Figure 2. Crystal structures of Tet(50), Tet(51), Tet(55), and Tet(56) reveal a conserved architecture, structural changes that enable substrate loading channel accessibility, and two conformations of the FAD cofactor.

(a) Overlay of the Tet(50) monomer A, Tet(50) monomer B, Tet(51), Tet(55), and Tet(56) crystal structures.
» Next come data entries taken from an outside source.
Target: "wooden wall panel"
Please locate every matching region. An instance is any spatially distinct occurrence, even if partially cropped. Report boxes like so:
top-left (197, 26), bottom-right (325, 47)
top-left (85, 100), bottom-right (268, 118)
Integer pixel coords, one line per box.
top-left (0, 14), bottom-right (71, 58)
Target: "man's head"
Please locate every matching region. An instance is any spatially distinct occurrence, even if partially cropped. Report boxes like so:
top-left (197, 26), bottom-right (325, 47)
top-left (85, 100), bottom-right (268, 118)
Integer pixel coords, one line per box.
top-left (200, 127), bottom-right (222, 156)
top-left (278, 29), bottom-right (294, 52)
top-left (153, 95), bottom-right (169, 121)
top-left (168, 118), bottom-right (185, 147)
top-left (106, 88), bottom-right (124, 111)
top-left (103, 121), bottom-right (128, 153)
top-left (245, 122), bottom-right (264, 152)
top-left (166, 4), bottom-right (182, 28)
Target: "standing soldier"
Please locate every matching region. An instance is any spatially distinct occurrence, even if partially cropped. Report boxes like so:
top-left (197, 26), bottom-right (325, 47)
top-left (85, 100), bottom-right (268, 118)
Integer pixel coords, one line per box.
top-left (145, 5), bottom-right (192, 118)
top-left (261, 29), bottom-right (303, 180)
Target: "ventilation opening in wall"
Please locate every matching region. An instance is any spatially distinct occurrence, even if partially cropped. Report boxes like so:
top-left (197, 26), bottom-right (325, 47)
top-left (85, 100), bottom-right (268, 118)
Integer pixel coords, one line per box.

The FAD-binding domain (salmon), the tetracycline-binding domain (pale green), the first (cyan) and second (deep teal) C-terminal α-helixes, and FAD molecules (orange) are shown. b-d Surface representation of (b) Tet(50) monomer A with the substrate-loading channel closed, (c) Tet(50) monomer B with the substrate-loading channel open, and (d) a previously published structure of Tet(X) with chlortetracycline (yellow) bound – PDB ID 2Y6R. e-g Zoomed in view of (e) the closed substrate-loading channel in Tet(50) monomer A (f) the open substrate-loading channel in Tet(50) monomer B, and (g) the wide open substrate-binding site in Tet(X). (h) The FAD cofactor adopts the IN conformation in Tet(50) monomer A, characterized by a 12.3 Å distance between the C8M and C2B atoms of the FAD molecule (i) The FAD cofactor adopts the OUT conformation in Tet(50) monomer B, characterized by a 5.2 Å distance between the C8M and C2B atoms of the FAD molecule. (j) The IN conformation of FAD allows for substrate catalysis. The OUT conformation of FAD allows for regeneration of the reduced FAD for the next round of catalysis. The green area indicates the substrate-binding site. The pink area indicates the putative NADPH binding site.